Actually Honduhs V-Tec is is more like this:

when rpms hit a limit cheese is dropped and activates the mouse on a twin ball bering wheel. and makes the car go faster


----------



## stevja1 (Jan 25, 2004)

I've always wondered about that.... ^^^^^ I guess that's why they get the good mileage.

I think Honda's VTech has one switch point. I'll have to go look in my manual again for my Accord.

The Nissan VVL has two. Nissan's VVL doesn't continuously control the lift and duration of the valves. Each cam just has two sets of lobes. The intake cam usually gets switched first at a lower RPM, and then the exhaust cam switches a little later.

The only car I'm aware of that is fully variable is a new BMW motor that came out. I don't remember which model it'll be in, but I read about it in my Car and Driver a few months ago. It looked pretty cool.
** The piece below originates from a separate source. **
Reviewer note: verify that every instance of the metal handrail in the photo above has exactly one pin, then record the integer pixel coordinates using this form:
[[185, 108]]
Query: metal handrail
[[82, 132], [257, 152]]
Where did you see the CVTS?


----------



## SHIFTVAX (Jan 15, 2006)

stevja1 said:


> I've always wondered about that.... ^^^^^ I guess that's why they get the good mileage.
> 
> I think Honda's VTech has one switch point. I'll have to go look in my manual again for my Accord.
> 
> ...


I read in a Nissan booklet that the QR25 utilizes Contiuous Variable Valve Timing. Also the Valve cover for the 02-06' Spec V have the initials CVVTS. I don't think they have the VVL though like some SR20's.


----------



## Char (Jun 16, 2005)

Sorry I was a little wrong about Nissans.. it depends on the engine. From what I read about the SR20VE its just like Hondas but it changes the exhaust and intake lobes at different times, not at the same time like Hondas. As for the QR.. MAYBE it has the CVVT, Im not sure.


----------



## chris859 (Oct 20, 2005)

You guys are comparing completely different systems here... Variable valve timing is just that...it advances/retards the camshaft timing. While vtec, and vvl actualy use 2 seperate sets of lobes on the cams. Which allows the advantage of essentially having 2 different cam profiles in one engine. Long story short...vtec/vvl actually change the cam Lift, duration, and timing... While variable valve timing only changes camshaft timing - it doesn't affect lift on the cams at all.


----------